Question

If \[\dfrac{{{{\left( {1 + i} \right)}^2}}}{{2 - i}} = x + iy\], then find the value of \[x + y\].
A. \[\dfrac{{ - 2}}{5}\]
B. \[\dfrac{6}{5}\]
C. \[\dfrac{2}{5}\]
D. \[\dfrac{{ - 6}}{5}\]

Answer 1

Hint: In this question, for determining the value of \[x + y\], we need to simplify the expression \[\dfrac{{{{\left( {1 + i} \right)}^2}}}{{2 - i}} = x + iy\] and after that we will compare real and imaginary parts of a complex number to determine the value of \[x + y\].


Complete step by step answer: We know that \[\dfrac{{{{\left( {1 + i} \right)}^2}}}{{2 - i}} = x + iy\]
Let us simplify the above expression.
We know that \[{\left( {a + b} \right)^2} = {a^2} + 2ab + {b^2}\]
Thus, we get
\[\dfrac{{1 + 2i + {i^2}}}{{2 - i}} = x + iy\]
Put \[{i^2} = - 1\] in the above expression.
\[\begin{gathered}
  \dfrac{{1 + 2i + \left( { - 1} \right)}}{{2 - i}} = x + iy \\
   \Rightarrow \dfrac{{2i}}{{2 - i}} = x + iy \\
\end{gathered} \]
Now, multiply by \[\left( {2 + i} \right)\] to numerator and denominator.
\[\begin{gathered}
   \Rightarrow \dfrac{{2i\left( {2 + i} \right)}}{{\left( {2 - i} \right)\left( {2 + i} \right)}} = x + iy \\
   \Rightarrow \dfrac{{2i\left( {2 + i} \right)}}{{\left( {{2^2} - {i^2}} \right)}} = x + iy \\
   \Rightarrow \dfrac{{4i + 2{i^2}}}{{\left( {4 - \left( { - 1} \right)} \right)}} = x + iy \\
   \Rightarrow \dfrac{{4i + 2\left( { - 1} \right)}}{{\left( {4 - \left( { - 1} \right)} \right)}} = x + iy \\
\end{gathered} \]
By simplifying, we get
\[\begin{gathered}
   \Rightarrow \dfrac{{4i - 2}}{{\left( 5 \right)}} = x + iy \\
   \Rightarrow \dfrac{{ - 2 + 4i}}{{\left( 5 \right)}} = x + iy \\
   \Rightarrow \dfrac{{ - 2}}{{\left( 5 \right)}} + \dfrac{{4i}}{5} = x + iy \\
\end{gathered} \]
By comparing real part and imaginary part with the right-handed sided complex number, we get
\[x = - \dfrac{2}{5}\]and \[y = \dfrac{4}{5}\]
Let us find the value of \[x + y\]
\[\begin{gathered}
  x + y = \dfrac{{ - 2}}{5} + \dfrac{4}{5} \\
   \Rightarrow x + y = \dfrac{{ - 2 + 4}}{5} \\
   \Rightarrow x + y = \dfrac{2}{5} \\
\end{gathered} \]
Hence, the value of \[x + y\] is \[\dfrac{2}{5}\].

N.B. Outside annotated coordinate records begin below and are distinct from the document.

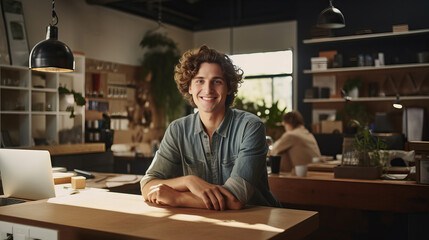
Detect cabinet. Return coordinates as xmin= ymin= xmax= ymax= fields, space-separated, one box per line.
xmin=0 ymin=54 xmax=85 ymax=147
xmin=303 ymin=29 xmax=429 ymax=132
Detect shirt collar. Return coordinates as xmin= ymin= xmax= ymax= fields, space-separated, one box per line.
xmin=194 ymin=108 xmax=232 ymax=137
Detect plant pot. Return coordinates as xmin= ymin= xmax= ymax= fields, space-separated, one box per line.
xmin=334 ymin=166 xmax=382 ymax=180
xmin=60 ymin=93 xmax=74 ymax=111
xmin=348 ymin=87 xmax=359 ymax=98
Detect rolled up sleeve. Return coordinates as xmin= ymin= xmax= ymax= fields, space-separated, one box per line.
xmin=140 ymin=125 xmax=183 ymax=189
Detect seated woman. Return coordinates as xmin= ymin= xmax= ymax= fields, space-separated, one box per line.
xmin=271 ymin=111 xmax=321 ymax=172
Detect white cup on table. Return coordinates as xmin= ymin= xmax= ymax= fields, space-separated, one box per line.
xmin=295 ymin=165 xmax=307 ymax=177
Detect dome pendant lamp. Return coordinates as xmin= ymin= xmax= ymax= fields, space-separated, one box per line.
xmin=317 ymin=0 xmax=346 ymax=28
xmin=29 ymin=0 xmax=75 ymax=72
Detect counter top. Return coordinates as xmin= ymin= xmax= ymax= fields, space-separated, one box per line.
xmin=268 ymin=171 xmax=429 ymax=213
xmin=23 ymin=143 xmax=106 ymax=156
xmin=0 ymin=191 xmax=319 ymax=240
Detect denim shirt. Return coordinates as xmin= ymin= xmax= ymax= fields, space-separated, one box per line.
xmin=140 ymin=108 xmax=281 ymax=207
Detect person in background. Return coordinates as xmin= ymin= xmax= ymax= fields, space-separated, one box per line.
xmin=140 ymin=45 xmax=281 ymax=210
xmin=271 ymin=111 xmax=322 ymax=172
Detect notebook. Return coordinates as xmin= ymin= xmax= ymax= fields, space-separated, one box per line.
xmin=0 ymin=148 xmax=55 ymax=203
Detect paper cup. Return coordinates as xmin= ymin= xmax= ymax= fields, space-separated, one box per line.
xmin=295 ymin=165 xmax=307 ymax=177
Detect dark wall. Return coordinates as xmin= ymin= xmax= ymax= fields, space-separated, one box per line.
xmin=296 ymin=0 xmax=429 ymax=129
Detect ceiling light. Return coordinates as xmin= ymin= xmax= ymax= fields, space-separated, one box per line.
xmin=29 ymin=0 xmax=75 ymax=72
xmin=317 ymin=0 xmax=346 ymax=28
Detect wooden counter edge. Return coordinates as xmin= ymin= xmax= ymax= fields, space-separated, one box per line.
xmin=270 ymin=211 xmax=319 ymax=240
xmin=22 ymin=143 xmax=106 ymax=156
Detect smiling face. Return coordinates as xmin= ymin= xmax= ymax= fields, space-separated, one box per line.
xmin=189 ymin=62 xmax=230 ymax=115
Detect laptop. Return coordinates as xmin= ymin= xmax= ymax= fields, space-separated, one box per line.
xmin=0 ymin=148 xmax=55 ymax=205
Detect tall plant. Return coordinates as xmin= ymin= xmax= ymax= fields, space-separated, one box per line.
xmin=350 ymin=120 xmax=388 ymax=167
xmin=140 ymin=31 xmax=184 ymax=123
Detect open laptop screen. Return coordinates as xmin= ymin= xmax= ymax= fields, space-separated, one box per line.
xmin=0 ymin=149 xmax=55 ymax=200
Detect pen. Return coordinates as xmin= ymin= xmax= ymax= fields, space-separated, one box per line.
xmin=95 ymin=177 xmax=108 ymax=183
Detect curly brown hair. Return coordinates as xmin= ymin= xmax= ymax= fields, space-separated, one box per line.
xmin=174 ymin=45 xmax=243 ymax=107
xmin=283 ymin=111 xmax=304 ymax=128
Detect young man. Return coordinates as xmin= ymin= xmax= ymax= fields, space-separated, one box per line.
xmin=140 ymin=45 xmax=280 ymax=210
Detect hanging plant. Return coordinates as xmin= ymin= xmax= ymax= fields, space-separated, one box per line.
xmin=140 ymin=31 xmax=184 ymax=123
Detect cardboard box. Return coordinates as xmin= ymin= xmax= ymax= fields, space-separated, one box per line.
xmin=319 ymin=50 xmax=338 ymax=68
xmin=311 ymin=57 xmax=328 ymax=70
xmin=320 ymin=120 xmax=343 ymax=133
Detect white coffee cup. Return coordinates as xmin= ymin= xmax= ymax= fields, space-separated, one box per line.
xmin=295 ymin=165 xmax=307 ymax=177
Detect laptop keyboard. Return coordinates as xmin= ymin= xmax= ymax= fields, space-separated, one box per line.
xmin=0 ymin=198 xmax=26 ymax=206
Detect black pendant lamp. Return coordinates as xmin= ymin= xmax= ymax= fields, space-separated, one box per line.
xmin=29 ymin=0 xmax=75 ymax=72
xmin=317 ymin=0 xmax=346 ymax=28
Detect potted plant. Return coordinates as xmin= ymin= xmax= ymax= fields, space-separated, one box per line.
xmin=58 ymin=86 xmax=86 ymax=118
xmin=343 ymin=77 xmax=362 ymax=98
xmin=140 ymin=30 xmax=184 ymax=124
xmin=334 ymin=120 xmax=388 ymax=179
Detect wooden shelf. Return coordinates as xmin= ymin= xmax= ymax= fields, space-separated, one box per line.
xmin=303 ymin=29 xmax=429 ymax=44
xmin=304 ymin=96 xmax=429 ymax=103
xmin=304 ymin=63 xmax=429 ymax=74
xmin=0 ymin=110 xmax=30 ymax=115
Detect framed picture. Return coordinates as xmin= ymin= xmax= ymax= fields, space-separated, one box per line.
xmin=1 ymin=0 xmax=30 ymax=66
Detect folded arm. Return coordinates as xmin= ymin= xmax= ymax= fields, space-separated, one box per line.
xmin=142 ymin=175 xmax=243 ymax=210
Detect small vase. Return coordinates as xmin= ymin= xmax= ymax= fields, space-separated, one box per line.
xmin=348 ymin=87 xmax=359 ymax=98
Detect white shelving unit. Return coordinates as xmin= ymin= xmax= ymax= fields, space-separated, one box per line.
xmin=303 ymin=29 xmax=429 ymax=44
xmin=304 ymin=63 xmax=429 ymax=74
xmin=304 ymin=96 xmax=429 ymax=103
xmin=303 ymin=29 xmax=429 ymax=103
xmin=0 ymin=54 xmax=85 ymax=147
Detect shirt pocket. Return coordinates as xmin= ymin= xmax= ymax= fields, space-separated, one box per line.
xmin=183 ymin=156 xmax=206 ymax=179
xmin=222 ymin=156 xmax=237 ymax=181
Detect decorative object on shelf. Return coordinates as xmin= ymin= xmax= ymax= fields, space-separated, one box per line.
xmin=398 ymin=73 xmax=419 ymax=96
xmin=393 ymin=94 xmax=402 ymax=109
xmin=343 ymin=77 xmax=362 ymax=98
xmin=1 ymin=0 xmax=29 ymax=66
xmin=317 ymin=0 xmax=346 ymax=28
xmin=137 ymin=30 xmax=184 ymax=124
xmin=29 ymin=0 xmax=75 ymax=72
xmin=58 ymin=86 xmax=86 ymax=118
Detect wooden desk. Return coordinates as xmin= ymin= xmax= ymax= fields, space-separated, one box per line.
xmin=268 ymin=171 xmax=429 ymax=213
xmin=86 ymin=172 xmax=143 ymax=192
xmin=0 ymin=192 xmax=318 ymax=240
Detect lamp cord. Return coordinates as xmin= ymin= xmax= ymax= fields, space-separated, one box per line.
xmin=158 ymin=0 xmax=162 ymax=27
xmin=51 ymin=0 xmax=58 ymax=26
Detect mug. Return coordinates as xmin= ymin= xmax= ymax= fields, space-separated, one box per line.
xmin=269 ymin=156 xmax=282 ymax=173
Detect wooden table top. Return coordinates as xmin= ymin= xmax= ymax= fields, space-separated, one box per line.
xmin=0 ymin=192 xmax=318 ymax=240
xmin=268 ymin=171 xmax=429 ymax=213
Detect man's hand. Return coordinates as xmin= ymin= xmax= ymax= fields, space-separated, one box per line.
xmin=182 ymin=175 xmax=238 ymax=211
xmin=146 ymin=183 xmax=180 ymax=207
xmin=142 ymin=175 xmax=243 ymax=210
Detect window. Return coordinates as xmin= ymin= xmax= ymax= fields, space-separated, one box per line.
xmin=230 ymin=50 xmax=293 ymax=111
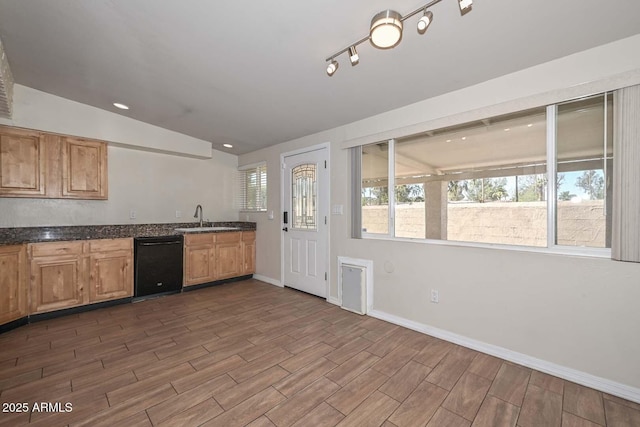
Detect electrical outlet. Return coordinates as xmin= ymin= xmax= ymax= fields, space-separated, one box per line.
xmin=431 ymin=289 xmax=440 ymax=304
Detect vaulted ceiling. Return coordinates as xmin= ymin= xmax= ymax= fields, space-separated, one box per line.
xmin=0 ymin=0 xmax=640 ymax=154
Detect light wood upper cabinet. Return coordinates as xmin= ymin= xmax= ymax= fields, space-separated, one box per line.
xmin=0 ymin=245 xmax=27 ymax=325
xmin=0 ymin=126 xmax=108 ymax=200
xmin=242 ymin=231 xmax=256 ymax=276
xmin=62 ymin=137 xmax=108 ymax=199
xmin=0 ymin=126 xmax=46 ymax=197
xmin=28 ymin=238 xmax=133 ymax=314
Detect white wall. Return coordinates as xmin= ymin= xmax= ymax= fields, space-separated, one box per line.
xmin=0 ymin=147 xmax=238 ymax=227
xmin=0 ymin=85 xmax=211 ymax=159
xmin=239 ymin=35 xmax=640 ymax=401
xmin=0 ymin=86 xmax=238 ymax=227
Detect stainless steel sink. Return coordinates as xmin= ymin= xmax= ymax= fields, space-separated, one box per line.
xmin=174 ymin=227 xmax=240 ymax=233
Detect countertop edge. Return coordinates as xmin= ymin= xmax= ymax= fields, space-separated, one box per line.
xmin=0 ymin=221 xmax=256 ymax=246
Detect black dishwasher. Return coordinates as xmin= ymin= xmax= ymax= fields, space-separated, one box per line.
xmin=134 ymin=236 xmax=182 ymax=298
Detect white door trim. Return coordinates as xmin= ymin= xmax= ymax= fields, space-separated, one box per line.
xmin=278 ymin=142 xmax=331 ymax=300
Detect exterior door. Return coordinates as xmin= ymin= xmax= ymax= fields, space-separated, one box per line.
xmin=282 ymin=148 xmax=329 ymax=298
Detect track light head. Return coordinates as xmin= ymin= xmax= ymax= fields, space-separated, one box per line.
xmin=349 ymin=46 xmax=360 ymax=66
xmin=418 ymin=10 xmax=433 ymax=34
xmin=458 ymin=0 xmax=473 ymax=16
xmin=327 ymin=59 xmax=338 ymax=76
xmin=369 ymin=10 xmax=402 ymax=49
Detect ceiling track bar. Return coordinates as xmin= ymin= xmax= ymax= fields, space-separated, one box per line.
xmin=325 ymin=0 xmax=442 ymax=62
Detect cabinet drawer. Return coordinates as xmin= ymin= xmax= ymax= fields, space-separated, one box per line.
xmin=216 ymin=231 xmax=242 ymax=243
xmin=29 ymin=242 xmax=83 ymax=258
xmin=89 ymin=238 xmax=133 ymax=252
xmin=184 ymin=233 xmax=216 ymax=246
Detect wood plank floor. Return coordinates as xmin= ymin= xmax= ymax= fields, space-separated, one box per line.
xmin=0 ymin=280 xmax=640 ymax=427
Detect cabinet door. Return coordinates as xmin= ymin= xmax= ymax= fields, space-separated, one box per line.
xmin=89 ymin=250 xmax=133 ymax=302
xmin=0 ymin=245 xmax=27 ymax=325
xmin=30 ymin=255 xmax=84 ymax=313
xmin=62 ymin=137 xmax=108 ymax=200
xmin=0 ymin=127 xmax=45 ymax=197
xmin=184 ymin=245 xmax=216 ymax=286
xmin=242 ymin=231 xmax=256 ymax=276
xmin=216 ymin=242 xmax=242 ymax=279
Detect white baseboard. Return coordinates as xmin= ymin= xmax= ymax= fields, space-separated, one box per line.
xmin=253 ymin=274 xmax=284 ymax=288
xmin=327 ymin=297 xmax=342 ymax=305
xmin=367 ymin=310 xmax=640 ymax=403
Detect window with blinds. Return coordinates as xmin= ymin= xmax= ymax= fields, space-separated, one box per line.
xmin=237 ymin=163 xmax=267 ymax=212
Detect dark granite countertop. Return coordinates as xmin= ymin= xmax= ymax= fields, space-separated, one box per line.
xmin=0 ymin=221 xmax=256 ymax=245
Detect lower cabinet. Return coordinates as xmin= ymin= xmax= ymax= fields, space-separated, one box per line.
xmin=89 ymin=239 xmax=133 ymax=303
xmin=183 ymin=231 xmax=256 ymax=286
xmin=0 ymin=245 xmax=28 ymax=325
xmin=216 ymin=232 xmax=242 ymax=280
xmin=242 ymin=231 xmax=256 ymax=276
xmin=29 ymin=242 xmax=86 ymax=313
xmin=28 ymin=239 xmax=133 ymax=314
xmin=183 ymin=233 xmax=216 ymax=286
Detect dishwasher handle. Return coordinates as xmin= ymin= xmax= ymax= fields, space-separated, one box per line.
xmin=138 ymin=240 xmax=182 ymax=246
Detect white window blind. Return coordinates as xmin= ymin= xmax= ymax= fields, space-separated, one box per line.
xmin=237 ymin=163 xmax=267 ymax=211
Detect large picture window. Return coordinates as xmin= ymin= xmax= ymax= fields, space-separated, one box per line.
xmin=237 ymin=163 xmax=267 ymax=212
xmin=361 ymin=94 xmax=613 ymax=254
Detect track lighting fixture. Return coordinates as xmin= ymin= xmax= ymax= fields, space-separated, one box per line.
xmin=326 ymin=0 xmax=473 ymax=76
xmin=369 ymin=10 xmax=402 ymax=49
xmin=418 ymin=9 xmax=433 ymax=34
xmin=349 ymin=46 xmax=360 ymax=65
xmin=327 ymin=58 xmax=338 ymax=76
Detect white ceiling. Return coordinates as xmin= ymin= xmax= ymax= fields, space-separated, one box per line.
xmin=0 ymin=0 xmax=640 ymax=154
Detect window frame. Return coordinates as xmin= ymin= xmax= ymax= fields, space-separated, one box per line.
xmin=237 ymin=162 xmax=268 ymax=213
xmin=354 ymin=95 xmax=615 ymax=259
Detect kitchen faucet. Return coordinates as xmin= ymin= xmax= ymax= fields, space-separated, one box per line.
xmin=193 ymin=205 xmax=202 ymax=227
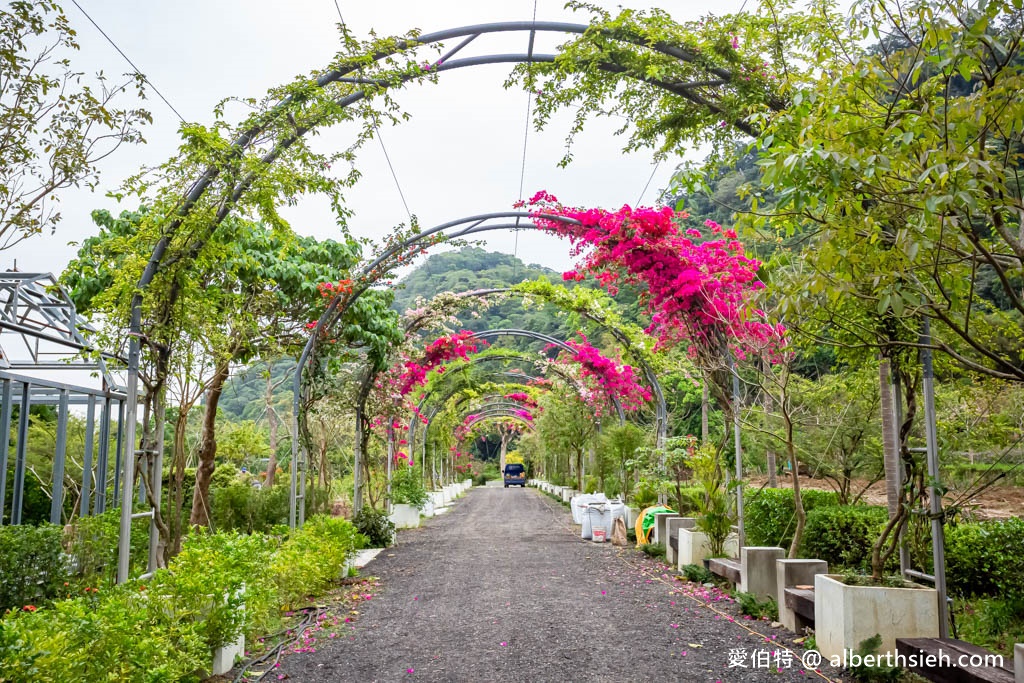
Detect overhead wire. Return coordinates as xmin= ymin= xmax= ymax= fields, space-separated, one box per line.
xmin=512 ymin=0 xmax=537 ymax=278
xmin=71 ymin=0 xmax=185 ymax=123
xmin=334 ymin=0 xmax=413 ymax=223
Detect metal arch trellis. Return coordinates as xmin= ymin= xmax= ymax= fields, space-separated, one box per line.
xmin=0 ymin=271 xmax=132 ymax=540
xmin=118 ymin=20 xmax=755 ymax=583
xmin=410 ymin=354 xmax=598 ymax=444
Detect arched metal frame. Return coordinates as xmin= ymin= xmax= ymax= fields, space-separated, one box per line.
xmin=118 ymin=20 xmax=756 ymax=583
xmin=348 ymin=327 xmax=626 ymax=524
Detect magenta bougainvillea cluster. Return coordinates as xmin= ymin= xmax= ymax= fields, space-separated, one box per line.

Therefore, the option (C) is correct

Note: Many students make mistakes in solving the calculation part and applying trigonometric identities. This is the only way, through which we can solve the example in the simplest way. Using proper trigonometric identities is necessary for solving trigonometric problems as this makes them simple.